Production of ROS following the addition of t-BHP in N2a cells
In previous studies, ROS were detected with dichlorofluroscein acetyoxymethyl ester (DCF-AM). However, the overlap of DCF-AM fluorescent wavelengths with those of the GFP from the adenovirus made DCF unsuitable for the current studies. Therefore, Cell-Rox Orange-AM, which complements GFP fluorescence, was used to detect increases in ROS. Addition of t-BHP increased Cell-Rox orange whether it was measured by imaging with fluorescence microscopy or with a plate reader. t-BHP increased ROS in N2a cells in a dose and time dependent manner (Supplementary Figure S3). The response was similar whether it was done with imaging or the plate reader. As a reference to previous studies, dose and time responses were also established for menadione and H2O2 with Cell-Rox Orange (Supplementary Figure S4).
Acute or long term reduction of KGDHC activity altered the response to oxidants in N2a cells differently
Acute inhibition of KGDHC increased resting ROS from 12 FU to 15 FU (+26%) (Figure 3A). The final values for ROS after t-BHP were similar with or without CESP. However, the delta after t-BHP declined from 13.6 to 7.2 (−47%) (Figure 3A).
Figure 3.
Acute and long term reduction of KGHC altered ROS differently with or without t-BHP in N2a cells.
3A. Acute inhibition of KGDHC increased ROS but lowered t-BHP induced ROS. Cells were loaded with CellROX Orange Reagent (5 μM) containing CESP (100 μM) for 60 min at 37°C. After 60 min, the medium was rinsed with BSS buffer, and 3 min later the ROS measurements were initiated in the presence of CESP. Resting ROS was measured from the first one minute and ROS after t-BHP was measured after adding t-BHP (100 μM) for 5 min. Values are the means ± S.E.M. of fluorescent signal and changes after t-BHP from two independent experiments (total 414 N2a cells, 228 cells from 12 dishes in control and 186 cells from 10 dishes in treatment group). Values with different letters vary statistically from each other (p<0.05) as determined by One-Way ANOVA followed by Student Newman-Keuls.

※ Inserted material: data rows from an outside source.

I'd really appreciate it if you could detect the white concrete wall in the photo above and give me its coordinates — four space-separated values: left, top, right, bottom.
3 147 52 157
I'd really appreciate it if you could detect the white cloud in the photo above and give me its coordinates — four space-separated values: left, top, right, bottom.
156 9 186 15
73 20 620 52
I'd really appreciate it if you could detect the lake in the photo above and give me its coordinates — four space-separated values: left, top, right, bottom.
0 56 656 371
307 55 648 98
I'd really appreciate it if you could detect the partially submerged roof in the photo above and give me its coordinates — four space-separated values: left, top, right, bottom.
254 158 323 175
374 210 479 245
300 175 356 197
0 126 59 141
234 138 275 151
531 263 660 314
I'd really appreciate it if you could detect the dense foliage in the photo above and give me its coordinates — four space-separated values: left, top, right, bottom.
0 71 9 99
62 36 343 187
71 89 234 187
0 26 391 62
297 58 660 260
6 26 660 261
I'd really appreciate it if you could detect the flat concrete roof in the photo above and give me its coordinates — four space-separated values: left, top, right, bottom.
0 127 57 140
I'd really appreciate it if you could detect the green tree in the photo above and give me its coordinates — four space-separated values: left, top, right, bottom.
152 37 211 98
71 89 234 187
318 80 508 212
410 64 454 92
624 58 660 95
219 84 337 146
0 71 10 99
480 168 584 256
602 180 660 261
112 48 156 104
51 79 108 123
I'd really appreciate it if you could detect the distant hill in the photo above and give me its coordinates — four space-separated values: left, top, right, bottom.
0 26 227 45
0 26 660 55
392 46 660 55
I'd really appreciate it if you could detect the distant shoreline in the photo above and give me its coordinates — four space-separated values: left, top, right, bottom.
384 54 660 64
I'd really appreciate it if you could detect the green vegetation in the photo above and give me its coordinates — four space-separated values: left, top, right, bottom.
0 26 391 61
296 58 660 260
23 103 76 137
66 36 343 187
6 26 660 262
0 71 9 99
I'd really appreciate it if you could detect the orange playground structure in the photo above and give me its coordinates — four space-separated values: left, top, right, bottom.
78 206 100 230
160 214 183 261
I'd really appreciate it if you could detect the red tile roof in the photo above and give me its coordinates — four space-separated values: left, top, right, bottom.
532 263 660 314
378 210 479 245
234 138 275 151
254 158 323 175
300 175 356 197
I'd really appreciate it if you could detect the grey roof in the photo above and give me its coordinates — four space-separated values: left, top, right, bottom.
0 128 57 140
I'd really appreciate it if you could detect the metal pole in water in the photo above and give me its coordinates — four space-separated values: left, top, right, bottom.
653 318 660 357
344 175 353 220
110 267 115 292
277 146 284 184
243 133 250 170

3B. Long term reduction of KGDHC did not alter ROS and increased t-BHP induced ROS. Cells were infected with adenovirus to knockdown E1k (100 MOI) for 48 hours. After 48 hours of infection cells were loaded with 5 μM (100 μL) CellROX Orange Reagent in BSS for one hour at 37°C. Resting ROS was measured from the first one minute and ROS after t-BHP was measured after adding t-BHP (100 μM) for 5 min. Values are the means ± S.E.M. of fluorescent signal and changes after t-BHP from two independent experiments (total 398 N2a cells, 213 cells from 10 dishes in control and 185 cells from 10 dishes in treatment group). Values with different letters vary statistically from each other (p<0.05) as determined by One-Way ANOVA followed by Student Newman-Keuls.

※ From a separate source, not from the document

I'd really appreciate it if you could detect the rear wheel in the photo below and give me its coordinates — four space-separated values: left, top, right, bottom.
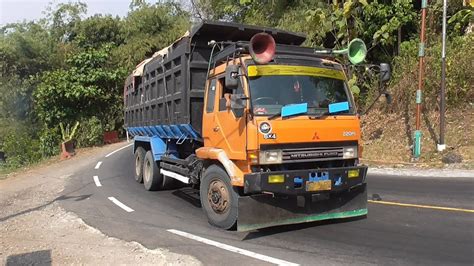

In N2a cells, long term reduction of of KGDHC activity did not alter resting ROS, but it increased t-BHP induced ROS from 21.6 FU to 28.1 FU (+30%. Long term diminished activity of KGDHC activity increased the delta after t-BHP from 8.9 to 14.7 (+65%) (Figure 3B).

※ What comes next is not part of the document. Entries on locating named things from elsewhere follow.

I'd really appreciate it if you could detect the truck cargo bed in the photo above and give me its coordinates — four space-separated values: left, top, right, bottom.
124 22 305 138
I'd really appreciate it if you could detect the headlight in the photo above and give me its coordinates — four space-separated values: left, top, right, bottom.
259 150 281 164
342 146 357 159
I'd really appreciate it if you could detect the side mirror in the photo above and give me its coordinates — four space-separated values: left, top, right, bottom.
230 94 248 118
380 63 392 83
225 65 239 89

Over-expression of OGDH altered ROS levels and the response to oxidants in N2a cells
The experiments tested whether over-expression of OGDH altered ROS after either a 5 min or 60 min treatment with t-BHP. Increasing KGDHC activities reduced resting ROS by 28% from 15 to 11 and lowered diminished t-BHP induced ROS by 37% from 29 to 18 (Figure 4A). The delta after t-BHP decreased by 47% from 13.6 to 7.2 (Figure 4A). In the experiments testing the effects of a 60 min oxidant treatment, resting ROS was unchanged by increased KGDHC activity. Increasing KGDHC diminished the increase in ROS after t-BHP from 83 to 53 (−36%). The delta after t-BHP decreased from 25.2% to 1.8% (−93%) (Figure 4B). Both time points suggest increasing KGDHC leads to better buffering of ROS.
Figure 4.
Overexpression of OGDH lowered oxidant induce ROSin N2a cells.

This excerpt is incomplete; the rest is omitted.